«Мне опостылело это место, пусть люди начнут меняться.
Мне нужно время, чтоб вернуть всё то, что я решил отдать.
И мои надежды высоки, я знаю, стоит задержаться,
Я пытался устоять, но продолжал всего желать…»
Мой голос уже не дрожит, как в первый раз. Он льётся легко и мощно, заполняя собой каждую щель в этом помещении. Я не просто пою слова. Я проживаю их. Но уже по-другому.«Я вижу бассейны, самолёты, вижу дворец на небесах,
И маленький дом на холме, и счастье в детских глазах.
Я вижу, как ночь замерзает, искрится в бокале лёд,
Но всё рушится, и в этом есть и мой проклятый недочёт…
Только дураки способны так любить, лишь дураки,
Только дураки готовы на такое, как я, дураки.
Только дураки способны так любить, лишь дураки,
Только дураки готовы на такое, как я, дураки…»
Раньше в каждой строчке была боль. Нож, вонзённый в бок, крик в пустоту. Теперь… Теперь в этих словах была сила. Горечь — да, никуда не делась, она стала фоном, как шум дождя за окном. Но поверх неё — понимание. И даже… благодарность.«Да, знаю, наши параллельные жизни не сойдутся,
Всё губит похоть, одержимость, что никак не рассосутся.
Мы два огня, но разных: зажигалка — я, а спичка — ты.
Но, чёрт возьми, пора прощаться, жечь мосты!»
Я смотрю на лица в толпе. Кто-то подпевает, закрыв глаза. Кто-то качает головой в такт, улыбаясь своей грустной улыбкой. Кит за стойкой перестаёт мыть бокалы и просто слушает, оперевшись на стойку. Тайлер стоит в углу, его рука обнимает за талию Айзека, и он смотрит на меня с такой гордостью, что мне хочется смеяться и плакать одновременно.«Только дураки способны так любить, лишь дураки,
Только дураки готовы на такое, как я, дураки.

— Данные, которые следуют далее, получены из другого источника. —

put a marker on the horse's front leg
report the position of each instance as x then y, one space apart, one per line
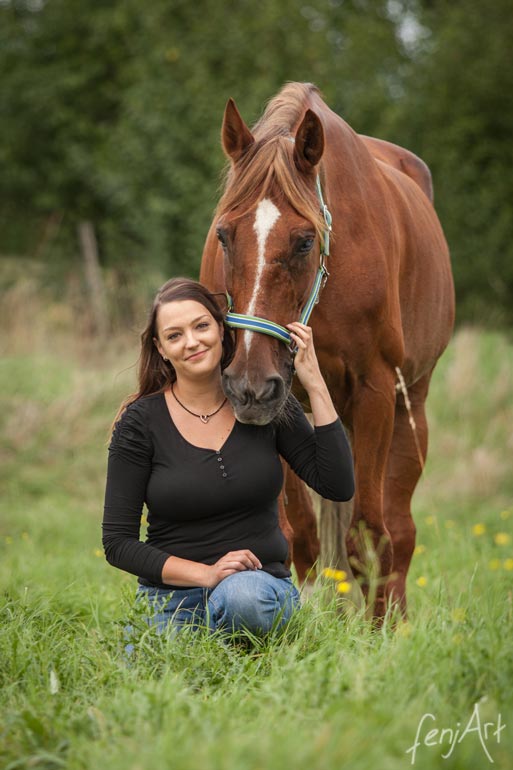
368 542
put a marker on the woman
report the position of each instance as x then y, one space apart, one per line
214 553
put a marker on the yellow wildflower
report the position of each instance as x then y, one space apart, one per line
458 614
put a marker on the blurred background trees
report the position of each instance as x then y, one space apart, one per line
110 113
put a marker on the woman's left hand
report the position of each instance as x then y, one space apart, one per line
305 362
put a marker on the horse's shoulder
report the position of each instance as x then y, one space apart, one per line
402 160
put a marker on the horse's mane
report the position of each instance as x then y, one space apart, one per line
267 167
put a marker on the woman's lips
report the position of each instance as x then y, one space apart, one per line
195 355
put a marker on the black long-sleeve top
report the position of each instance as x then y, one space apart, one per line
203 503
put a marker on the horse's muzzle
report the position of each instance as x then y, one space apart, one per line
254 403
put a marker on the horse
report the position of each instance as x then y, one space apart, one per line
383 306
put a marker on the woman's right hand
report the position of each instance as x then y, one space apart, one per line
233 561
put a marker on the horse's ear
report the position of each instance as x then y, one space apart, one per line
309 145
235 134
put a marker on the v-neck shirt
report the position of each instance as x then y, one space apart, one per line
203 503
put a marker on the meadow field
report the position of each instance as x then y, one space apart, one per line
332 692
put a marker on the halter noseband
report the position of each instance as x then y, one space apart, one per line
257 324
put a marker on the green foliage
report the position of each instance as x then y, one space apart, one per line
112 113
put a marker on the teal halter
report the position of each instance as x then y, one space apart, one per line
257 324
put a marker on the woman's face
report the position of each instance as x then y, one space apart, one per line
190 337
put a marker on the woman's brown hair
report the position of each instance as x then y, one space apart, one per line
154 374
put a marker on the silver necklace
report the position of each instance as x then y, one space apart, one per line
203 417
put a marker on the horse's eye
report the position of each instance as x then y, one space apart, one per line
305 245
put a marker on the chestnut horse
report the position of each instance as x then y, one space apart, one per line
387 305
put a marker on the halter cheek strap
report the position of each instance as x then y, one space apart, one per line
257 324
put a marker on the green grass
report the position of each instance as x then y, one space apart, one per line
332 693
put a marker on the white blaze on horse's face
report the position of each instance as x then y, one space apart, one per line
267 214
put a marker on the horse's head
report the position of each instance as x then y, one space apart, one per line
269 228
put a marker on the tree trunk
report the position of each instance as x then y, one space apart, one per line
94 280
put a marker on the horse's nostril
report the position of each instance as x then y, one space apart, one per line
271 390
246 394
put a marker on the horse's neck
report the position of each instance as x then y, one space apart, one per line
349 166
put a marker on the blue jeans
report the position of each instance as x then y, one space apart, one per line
251 600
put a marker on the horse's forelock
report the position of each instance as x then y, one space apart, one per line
268 170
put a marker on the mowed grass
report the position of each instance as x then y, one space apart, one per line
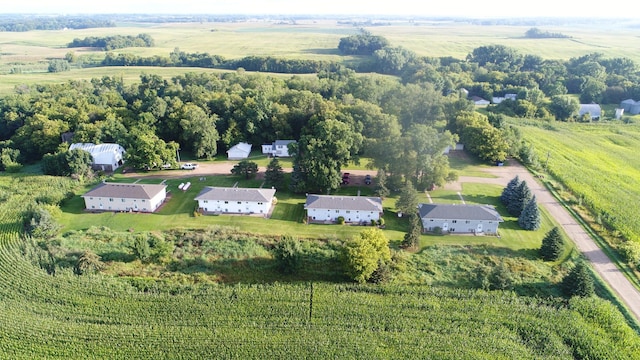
511 236
599 163
288 213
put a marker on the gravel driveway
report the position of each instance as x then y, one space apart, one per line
600 262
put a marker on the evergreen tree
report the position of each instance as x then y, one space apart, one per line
508 192
521 197
274 175
530 217
552 245
412 237
578 282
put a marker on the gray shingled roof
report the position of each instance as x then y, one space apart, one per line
362 203
236 194
459 212
126 191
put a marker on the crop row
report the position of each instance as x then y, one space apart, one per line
62 315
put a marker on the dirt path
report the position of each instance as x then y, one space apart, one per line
599 260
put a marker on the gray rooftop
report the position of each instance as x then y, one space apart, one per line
362 203
126 191
236 194
459 212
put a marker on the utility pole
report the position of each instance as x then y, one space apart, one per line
546 164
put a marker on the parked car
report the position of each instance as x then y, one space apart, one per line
367 179
189 166
345 179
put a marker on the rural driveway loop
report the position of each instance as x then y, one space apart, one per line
598 259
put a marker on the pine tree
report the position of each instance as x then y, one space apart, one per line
407 202
552 245
579 281
508 192
521 197
530 217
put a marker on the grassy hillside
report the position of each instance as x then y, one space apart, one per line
29 52
598 162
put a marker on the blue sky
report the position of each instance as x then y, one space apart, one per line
464 8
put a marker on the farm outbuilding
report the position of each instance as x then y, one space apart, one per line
630 106
239 151
105 157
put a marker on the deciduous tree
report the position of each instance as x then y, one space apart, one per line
245 168
365 252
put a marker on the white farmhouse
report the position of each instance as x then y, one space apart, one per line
239 151
235 200
454 218
323 208
125 197
105 157
594 111
277 148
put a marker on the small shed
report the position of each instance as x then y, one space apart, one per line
239 151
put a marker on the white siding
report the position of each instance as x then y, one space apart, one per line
124 204
349 215
234 207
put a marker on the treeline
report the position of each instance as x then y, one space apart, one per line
113 42
179 58
19 23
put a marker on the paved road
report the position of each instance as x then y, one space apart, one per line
599 260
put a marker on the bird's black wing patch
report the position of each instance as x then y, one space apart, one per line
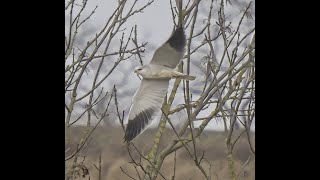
178 39
136 125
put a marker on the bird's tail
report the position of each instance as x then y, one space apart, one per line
180 15
177 74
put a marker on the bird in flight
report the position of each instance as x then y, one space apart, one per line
156 75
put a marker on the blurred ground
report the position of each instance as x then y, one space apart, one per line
107 140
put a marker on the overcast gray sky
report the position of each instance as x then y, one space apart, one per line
155 26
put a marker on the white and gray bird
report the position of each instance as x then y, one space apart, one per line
156 75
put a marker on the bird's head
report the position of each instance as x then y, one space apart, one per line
137 69
142 70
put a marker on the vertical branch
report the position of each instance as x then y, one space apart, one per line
162 124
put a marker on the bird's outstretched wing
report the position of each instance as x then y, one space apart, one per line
171 52
147 101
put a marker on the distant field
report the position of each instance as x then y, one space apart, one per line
108 141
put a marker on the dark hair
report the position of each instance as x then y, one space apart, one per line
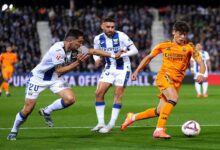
108 19
73 33
181 26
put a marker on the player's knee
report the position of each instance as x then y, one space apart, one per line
99 94
69 100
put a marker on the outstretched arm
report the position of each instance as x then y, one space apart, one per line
141 66
200 77
62 68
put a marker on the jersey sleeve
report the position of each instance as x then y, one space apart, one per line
58 56
96 45
15 58
156 50
127 42
195 53
207 56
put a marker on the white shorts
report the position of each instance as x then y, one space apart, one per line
116 76
205 75
35 86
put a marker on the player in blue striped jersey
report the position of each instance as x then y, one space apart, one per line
61 58
195 69
116 72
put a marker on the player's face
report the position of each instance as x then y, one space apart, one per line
108 28
199 47
76 43
179 37
9 49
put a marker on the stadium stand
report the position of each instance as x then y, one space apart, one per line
204 23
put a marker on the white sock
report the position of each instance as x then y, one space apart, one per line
205 87
56 105
198 88
100 111
115 112
19 119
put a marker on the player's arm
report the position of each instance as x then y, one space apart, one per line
102 53
209 65
61 69
142 65
202 69
132 51
156 50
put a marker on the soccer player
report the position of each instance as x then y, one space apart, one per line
195 67
7 61
48 74
116 72
176 58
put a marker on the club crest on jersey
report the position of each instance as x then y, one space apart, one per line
168 48
115 41
58 56
184 49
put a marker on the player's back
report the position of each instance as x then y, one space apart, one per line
45 70
176 58
112 45
8 59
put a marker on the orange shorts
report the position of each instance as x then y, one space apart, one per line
163 81
7 73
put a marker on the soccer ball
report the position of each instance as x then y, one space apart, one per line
191 128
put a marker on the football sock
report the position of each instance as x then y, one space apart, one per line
198 88
205 87
115 112
56 105
19 119
164 113
149 113
6 88
100 109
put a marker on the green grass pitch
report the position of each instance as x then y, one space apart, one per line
72 125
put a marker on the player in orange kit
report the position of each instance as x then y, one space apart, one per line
7 61
176 58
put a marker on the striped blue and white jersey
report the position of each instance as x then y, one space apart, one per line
45 70
205 58
112 45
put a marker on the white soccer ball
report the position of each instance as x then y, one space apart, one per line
191 128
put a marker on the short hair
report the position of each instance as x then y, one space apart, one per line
108 19
73 33
181 26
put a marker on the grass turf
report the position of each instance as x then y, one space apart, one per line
72 125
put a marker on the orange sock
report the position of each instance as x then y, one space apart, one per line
6 87
149 113
164 113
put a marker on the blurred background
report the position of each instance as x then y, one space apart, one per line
32 27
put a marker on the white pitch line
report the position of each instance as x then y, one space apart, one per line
42 128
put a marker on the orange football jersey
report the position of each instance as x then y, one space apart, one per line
176 58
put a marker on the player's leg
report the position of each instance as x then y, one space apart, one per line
205 88
148 113
21 118
171 95
198 89
32 92
116 107
102 88
67 98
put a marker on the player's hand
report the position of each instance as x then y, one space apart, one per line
200 78
134 76
82 57
118 54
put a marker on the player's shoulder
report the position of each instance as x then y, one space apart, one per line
166 42
191 45
58 46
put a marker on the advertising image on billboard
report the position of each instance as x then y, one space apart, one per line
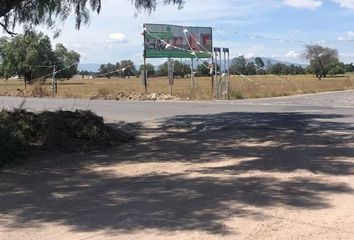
170 41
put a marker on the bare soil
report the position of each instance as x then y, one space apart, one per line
222 176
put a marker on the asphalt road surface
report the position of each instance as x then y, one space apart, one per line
334 102
280 168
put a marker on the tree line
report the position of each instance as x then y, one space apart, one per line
323 61
31 55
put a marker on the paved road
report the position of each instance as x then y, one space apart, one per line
280 168
334 102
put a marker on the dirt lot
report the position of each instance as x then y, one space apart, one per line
131 89
232 175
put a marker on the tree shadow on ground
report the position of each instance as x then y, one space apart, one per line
65 190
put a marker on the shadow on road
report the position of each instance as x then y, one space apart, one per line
65 190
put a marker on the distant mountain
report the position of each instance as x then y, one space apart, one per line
271 61
91 67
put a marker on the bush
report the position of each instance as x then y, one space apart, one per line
22 131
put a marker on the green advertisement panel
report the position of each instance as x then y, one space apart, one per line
170 41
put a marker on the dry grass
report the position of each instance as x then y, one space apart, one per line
240 87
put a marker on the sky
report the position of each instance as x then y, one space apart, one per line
115 34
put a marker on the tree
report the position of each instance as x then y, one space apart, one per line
31 54
259 62
66 60
128 68
25 52
49 12
337 68
320 59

Только дураки способны так любить, лишь дураки,
Только дураки готовы на такое, как я, дураки…»
Я пою о дураках. О тех, кто любит слишком сильно, слишком безрассудно, слишком навсегда. И я уже не пою только о себе. Я пою о каждом, кто сидит в этом зале. О каждом, кто когда-либо чувствовал себя таким дураком.«Только дураки способны так любить, лишь дураки,
Только дураки готовы на такое, как я, дураки.
Только дураки способны так любить, лишь дураки,
Только дураки готовы на такое, как я, дураки.»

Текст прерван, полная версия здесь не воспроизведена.